Posted on 06/22/2010 1:59:19 PM PDT by bruinbirdman
Oil prices and risky assets across the world have tumbled after China intervened to weaken the yuan, sending a clear signal to investors that the country's shift to currency flexibility is a two-way street.
The yuan depreciated to almost 6.82 against the US dollar under the new crawling peg, which allows the currency to fluctuate by 0.5pc on either side of a reference point.
Analyst said there had been heavy activity by state lenders, suggesting the central bank had used proxies to intervene. "They're introducing two-way volatility in a way that China likes to do things," said Standard Chartered.
Euphoria after the weekend announcement caused commodities to surge, with rallies in equities, credit, and 'risk currencies' such as the Australian dollar. But momentum faded in New York late on Monday, as markets began to question whether the move was really a transforming shift for the global economy, and European debt worries returned to the fore. Oil fell almost $3 to $77.5 a barrel in Asian trading.
Albert Edwards from Societe Generale said it is unwise to assume that the yuan must strengthen as controls are relaxed, arguing that China's export miracle is fragile. "I think they will devalue when the global economy goes into a double dip recession".
Yi Xianrong from China's Academy of Social Sciences said there will be no repeat of the sharp moves from 2005 to 2008, when the yuan rose 21pc against the dollar. The plunge in Europe's currencies has already caused a 14pc appreciation against the European bloc this year, with an impact that has yet to feed through.

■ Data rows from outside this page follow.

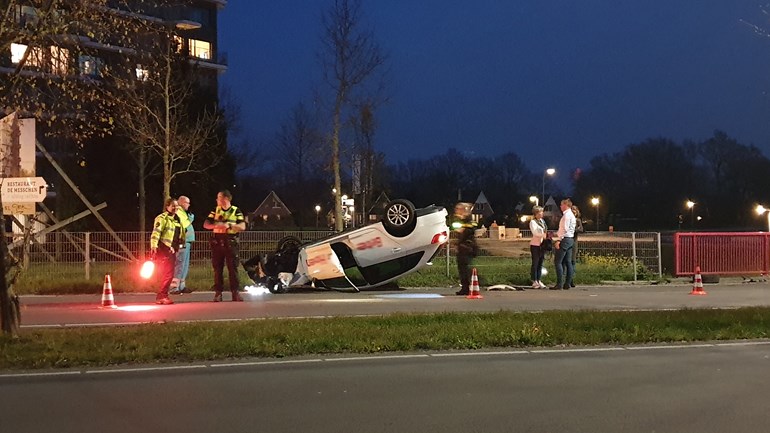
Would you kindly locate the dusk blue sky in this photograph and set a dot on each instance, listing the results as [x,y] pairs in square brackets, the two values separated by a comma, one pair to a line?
[556,82]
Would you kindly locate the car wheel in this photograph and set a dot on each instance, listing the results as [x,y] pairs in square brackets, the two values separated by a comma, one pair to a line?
[276,286]
[288,245]
[400,218]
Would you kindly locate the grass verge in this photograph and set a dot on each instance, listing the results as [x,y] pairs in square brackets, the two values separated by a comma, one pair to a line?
[276,338]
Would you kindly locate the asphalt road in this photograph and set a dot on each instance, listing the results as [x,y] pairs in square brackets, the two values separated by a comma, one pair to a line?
[77,310]
[697,388]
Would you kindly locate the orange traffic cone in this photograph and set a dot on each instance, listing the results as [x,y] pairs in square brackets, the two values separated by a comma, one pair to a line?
[108,301]
[697,286]
[475,293]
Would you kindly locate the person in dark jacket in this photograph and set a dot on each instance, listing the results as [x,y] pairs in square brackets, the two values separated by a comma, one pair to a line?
[465,244]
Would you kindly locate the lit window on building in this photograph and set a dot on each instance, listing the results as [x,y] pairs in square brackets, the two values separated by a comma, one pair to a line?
[26,16]
[200,49]
[179,43]
[142,74]
[90,65]
[35,57]
[60,59]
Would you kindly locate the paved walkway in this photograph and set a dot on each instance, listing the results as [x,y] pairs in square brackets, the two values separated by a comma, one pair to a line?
[78,310]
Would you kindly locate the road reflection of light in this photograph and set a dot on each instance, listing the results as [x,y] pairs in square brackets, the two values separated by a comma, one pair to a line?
[138,308]
[411,296]
[352,300]
[256,290]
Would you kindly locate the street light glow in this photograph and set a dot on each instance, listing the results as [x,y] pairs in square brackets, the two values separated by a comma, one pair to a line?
[761,210]
[549,172]
[691,205]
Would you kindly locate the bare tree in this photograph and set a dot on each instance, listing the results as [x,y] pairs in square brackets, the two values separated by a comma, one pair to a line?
[161,101]
[349,57]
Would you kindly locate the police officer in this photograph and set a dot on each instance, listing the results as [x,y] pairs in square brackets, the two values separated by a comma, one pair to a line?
[465,243]
[166,240]
[226,221]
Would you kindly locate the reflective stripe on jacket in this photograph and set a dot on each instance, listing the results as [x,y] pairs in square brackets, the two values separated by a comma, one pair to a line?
[167,229]
[230,215]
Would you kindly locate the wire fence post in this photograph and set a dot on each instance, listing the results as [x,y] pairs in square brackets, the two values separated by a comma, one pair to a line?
[633,253]
[87,255]
[447,259]
[660,260]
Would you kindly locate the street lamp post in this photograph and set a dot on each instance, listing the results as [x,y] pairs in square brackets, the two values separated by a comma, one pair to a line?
[760,210]
[549,172]
[595,202]
[691,205]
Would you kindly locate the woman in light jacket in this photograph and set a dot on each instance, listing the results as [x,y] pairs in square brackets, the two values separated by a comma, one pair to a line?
[539,231]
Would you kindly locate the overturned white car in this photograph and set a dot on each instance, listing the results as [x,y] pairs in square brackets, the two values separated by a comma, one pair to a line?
[405,240]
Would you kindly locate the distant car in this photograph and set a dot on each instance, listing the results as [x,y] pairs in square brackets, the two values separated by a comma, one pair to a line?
[405,240]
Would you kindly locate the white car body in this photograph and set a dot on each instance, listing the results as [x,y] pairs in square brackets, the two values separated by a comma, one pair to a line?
[372,255]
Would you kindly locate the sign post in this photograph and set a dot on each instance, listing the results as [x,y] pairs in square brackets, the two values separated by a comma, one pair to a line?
[21,193]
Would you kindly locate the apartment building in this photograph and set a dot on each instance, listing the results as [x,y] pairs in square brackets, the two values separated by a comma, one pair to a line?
[195,22]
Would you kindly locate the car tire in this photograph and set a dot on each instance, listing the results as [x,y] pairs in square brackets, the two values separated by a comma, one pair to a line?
[288,245]
[399,219]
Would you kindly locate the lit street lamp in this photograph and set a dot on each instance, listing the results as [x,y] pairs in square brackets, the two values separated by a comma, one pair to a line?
[691,205]
[595,202]
[549,172]
[760,210]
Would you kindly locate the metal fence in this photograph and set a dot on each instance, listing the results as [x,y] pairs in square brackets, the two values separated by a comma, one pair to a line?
[81,252]
[728,253]
[638,252]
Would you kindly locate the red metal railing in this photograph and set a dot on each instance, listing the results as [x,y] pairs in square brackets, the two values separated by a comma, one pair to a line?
[722,253]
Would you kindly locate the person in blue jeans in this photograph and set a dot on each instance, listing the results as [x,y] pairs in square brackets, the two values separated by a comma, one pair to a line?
[182,267]
[563,244]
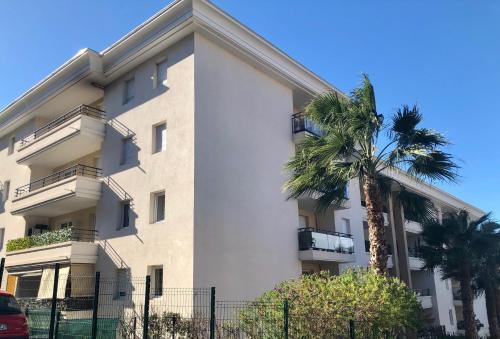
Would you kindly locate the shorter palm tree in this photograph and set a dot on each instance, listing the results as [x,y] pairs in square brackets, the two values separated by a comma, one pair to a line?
[487,278]
[452,246]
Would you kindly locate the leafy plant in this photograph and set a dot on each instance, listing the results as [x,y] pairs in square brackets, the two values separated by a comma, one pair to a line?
[44,239]
[321,306]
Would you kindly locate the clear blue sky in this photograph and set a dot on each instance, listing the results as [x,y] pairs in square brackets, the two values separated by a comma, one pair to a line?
[443,55]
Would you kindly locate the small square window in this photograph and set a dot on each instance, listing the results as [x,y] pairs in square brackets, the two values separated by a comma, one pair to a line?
[160,141]
[156,273]
[5,190]
[161,74]
[129,90]
[12,144]
[125,214]
[127,150]
[159,207]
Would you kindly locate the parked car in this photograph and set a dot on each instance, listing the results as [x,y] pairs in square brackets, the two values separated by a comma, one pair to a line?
[13,322]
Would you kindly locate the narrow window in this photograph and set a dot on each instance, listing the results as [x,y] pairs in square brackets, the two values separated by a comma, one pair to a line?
[122,275]
[125,214]
[158,281]
[12,143]
[159,207]
[160,142]
[161,74]
[346,226]
[127,151]
[5,190]
[129,90]
[2,236]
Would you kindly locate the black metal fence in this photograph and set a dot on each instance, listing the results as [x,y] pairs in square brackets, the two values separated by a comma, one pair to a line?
[63,305]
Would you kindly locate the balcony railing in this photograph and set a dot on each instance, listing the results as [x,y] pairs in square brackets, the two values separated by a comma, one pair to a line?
[80,110]
[413,252]
[315,239]
[422,292]
[52,237]
[301,123]
[76,170]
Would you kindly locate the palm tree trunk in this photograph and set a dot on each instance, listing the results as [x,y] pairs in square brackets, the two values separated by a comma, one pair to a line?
[467,304]
[376,231]
[497,300]
[491,309]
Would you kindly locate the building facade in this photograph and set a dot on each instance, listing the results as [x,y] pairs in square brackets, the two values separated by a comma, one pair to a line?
[163,155]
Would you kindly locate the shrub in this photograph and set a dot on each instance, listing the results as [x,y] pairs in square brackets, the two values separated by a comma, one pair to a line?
[43,239]
[321,306]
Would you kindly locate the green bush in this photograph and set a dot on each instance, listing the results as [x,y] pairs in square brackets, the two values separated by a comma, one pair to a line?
[321,306]
[43,239]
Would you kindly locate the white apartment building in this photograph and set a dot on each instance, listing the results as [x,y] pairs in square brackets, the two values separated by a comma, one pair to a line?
[164,154]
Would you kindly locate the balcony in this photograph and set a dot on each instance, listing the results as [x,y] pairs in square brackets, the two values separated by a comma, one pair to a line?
[75,188]
[302,126]
[69,137]
[414,261]
[424,297]
[365,214]
[320,245]
[67,245]
[413,226]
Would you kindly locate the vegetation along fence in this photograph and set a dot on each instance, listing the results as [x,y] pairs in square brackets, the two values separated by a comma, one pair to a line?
[62,305]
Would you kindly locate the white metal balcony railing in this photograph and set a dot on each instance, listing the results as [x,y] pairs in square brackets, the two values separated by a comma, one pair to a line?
[80,110]
[76,170]
[321,240]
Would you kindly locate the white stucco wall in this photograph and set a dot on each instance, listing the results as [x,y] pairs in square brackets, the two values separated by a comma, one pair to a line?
[168,243]
[245,229]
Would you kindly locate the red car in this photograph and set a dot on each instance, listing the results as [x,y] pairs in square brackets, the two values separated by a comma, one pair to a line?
[13,322]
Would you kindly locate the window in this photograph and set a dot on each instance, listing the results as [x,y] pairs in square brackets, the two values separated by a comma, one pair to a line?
[158,206]
[12,143]
[157,280]
[125,214]
[161,74]
[122,275]
[127,150]
[160,141]
[129,90]
[346,226]
[2,236]
[66,224]
[5,190]
[303,221]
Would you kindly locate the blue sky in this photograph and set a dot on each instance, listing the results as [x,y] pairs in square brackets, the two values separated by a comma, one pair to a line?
[442,55]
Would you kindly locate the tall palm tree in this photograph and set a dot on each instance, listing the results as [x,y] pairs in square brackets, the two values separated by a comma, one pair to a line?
[347,149]
[487,278]
[452,245]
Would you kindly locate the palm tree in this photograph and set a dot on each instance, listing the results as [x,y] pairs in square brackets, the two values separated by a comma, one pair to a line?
[452,245]
[346,149]
[487,279]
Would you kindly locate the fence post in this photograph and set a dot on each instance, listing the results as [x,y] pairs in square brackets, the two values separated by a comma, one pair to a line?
[145,327]
[352,330]
[54,301]
[2,267]
[95,305]
[285,318]
[212,313]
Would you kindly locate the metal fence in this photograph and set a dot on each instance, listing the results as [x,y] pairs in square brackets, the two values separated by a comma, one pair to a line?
[63,305]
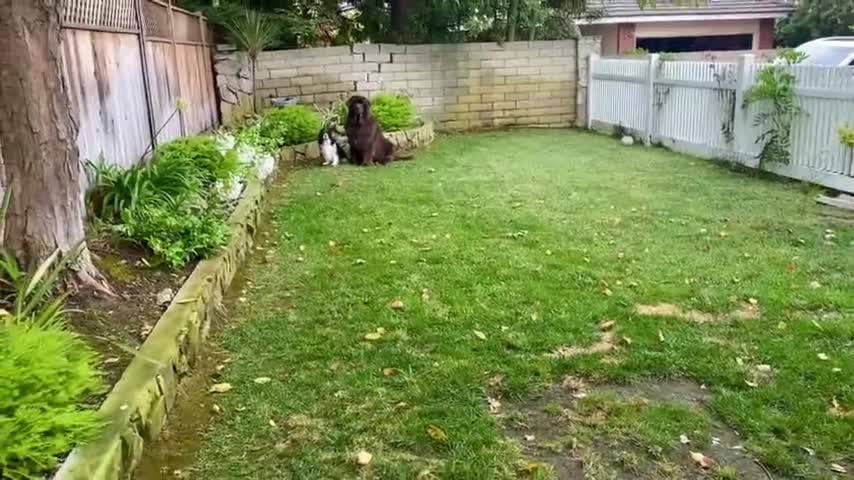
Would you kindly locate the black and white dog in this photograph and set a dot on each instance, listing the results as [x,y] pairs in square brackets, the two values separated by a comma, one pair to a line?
[330,142]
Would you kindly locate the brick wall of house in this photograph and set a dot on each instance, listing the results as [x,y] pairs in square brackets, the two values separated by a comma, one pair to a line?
[459,86]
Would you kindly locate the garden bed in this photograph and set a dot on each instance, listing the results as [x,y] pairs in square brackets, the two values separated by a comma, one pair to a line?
[144,383]
[136,408]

China's commerce ministry has opposed a rise in the yuan, fearing that it could endanger exporters with wafer-thin margins in the textile, toy, and electronics sectors. The central bank has gained the upper
(Excerpt) Read more at telegraph.co.uk ...
Imports from China are now going to cost more. That means they can buy more Treasuries.
Yep, it’s a good move for China. Rather then having to buy treasuries to keep the USD high, the USD will be allowed to fall.